Here is the config.yaml:

[hpcadmin@ood ~]$ sudo cat /etc/ood/dex/config.yaml
---
issuer: https://ood.gccuyzl1gunezber3txbsvqcja.ax.internal.cloudapp.net:5554
storage:
  type: sqlite3
  config:
    file: "/etc/ood/dex/dex.db"
web:
  http: 0.0.0.0:5556
  https: 0.0.0.0:5554
  tlsCert: "/etc/ood/dex/ood0097ca.westeurope.cloudapp.azure.com.crt"
  tlsKey: "/etc/ood/dex/ood0097ca.westeurope.cloudapp.azure.com.key"
telemetry:
  http: 0.0.0.0:5558
staticClients:
- id: ood.gccuyzl1gunezber3txbsvqcja.ax.internal.cloudapp.net
  redirectURIs:
  - https://ood.gccuyzl1gunezber3txbsvqcja.ax.internal.cloudapp.net/oidc
  name: OnDemand
  secret: 
oauth2:
  skipApprovalScreen: true
enablePasswordDB: true
frontend:
  dir: "/usr/share/ondemand-dex/web"
  theme: ondemand

My external address is ood0097ca.westeurope.cloudapp.azure.com and my internal address is ood.gccuyzl1gunezber3txbsvqcja.ax.internal.cloudapp.net (I have not edited any of these and it is what was created for me) - could these being different be the problem?

Thanks,
Paul

The internal vs external could be a problem if both addresses are not part of the certificate’s CN or Subject Alternative Name. Also the redirectURIs should probably point to external address.

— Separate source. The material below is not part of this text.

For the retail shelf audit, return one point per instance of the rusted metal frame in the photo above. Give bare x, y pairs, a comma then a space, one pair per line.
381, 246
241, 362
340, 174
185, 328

The way the Dex authentication works is you come in from ood0097ca.westeurope.cloudapp.azure.com and then will get redirected likely to ood0097ca.westeurope.cloudapp.azure.com:5554 for Dex.

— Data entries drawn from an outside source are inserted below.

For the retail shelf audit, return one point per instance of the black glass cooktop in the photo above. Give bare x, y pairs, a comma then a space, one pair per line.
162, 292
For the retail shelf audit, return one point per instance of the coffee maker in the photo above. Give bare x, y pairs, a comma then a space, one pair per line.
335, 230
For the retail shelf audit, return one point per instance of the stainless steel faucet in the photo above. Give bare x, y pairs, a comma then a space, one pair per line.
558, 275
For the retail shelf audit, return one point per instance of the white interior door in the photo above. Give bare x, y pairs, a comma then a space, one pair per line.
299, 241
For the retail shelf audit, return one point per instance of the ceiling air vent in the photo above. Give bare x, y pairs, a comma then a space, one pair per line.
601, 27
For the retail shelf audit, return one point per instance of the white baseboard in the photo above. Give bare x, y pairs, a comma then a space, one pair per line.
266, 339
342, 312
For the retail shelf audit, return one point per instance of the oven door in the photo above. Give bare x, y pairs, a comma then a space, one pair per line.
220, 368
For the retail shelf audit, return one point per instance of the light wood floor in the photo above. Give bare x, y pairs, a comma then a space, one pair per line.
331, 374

You can check your cert with something like openssl x509 -noout -text -in /etc/ood/dex/ood0097ca.westeurope.cloudapp.azure.com.crt. The Subject should have one of those internal or external addresses like CN=ood0097ca.westeurope.cloudapp.azure.com. You will then need to ensure there is a X509v3 Subject Alternative Name with a value like DNS:ood.gccuyzl1gunezber3txbsvqcja.ax.internal.cloudapp.net.

If possible you should probably only use the external address with Dex and not use the internal address since the external address is what Dex will see from user requests as well as what it needs to redirect back to. The default behavior of the ood-portal-generator is to use the address from servername config option and if that’s not defined uses the hosts FQDN. You could try adding this to ood_portal.yml:

servername: ood0097ca.westeurope.cloudapp.azure.com

The servername in ood_portal.yml made everything consistent in the dex config.yml. But adding the Let’s Encrypt CA to the system trust store fixed the problem (I didn’t know where to find an update ca-certificates rpm so I just ran those commands you pasted above).

Thanks for all your help,
Paul

Typically you’d just do yum update ca-certificates to see if there is an update available but that package isn’t updated that frequently so could be that trust store just missing Let’s Encrypt CA.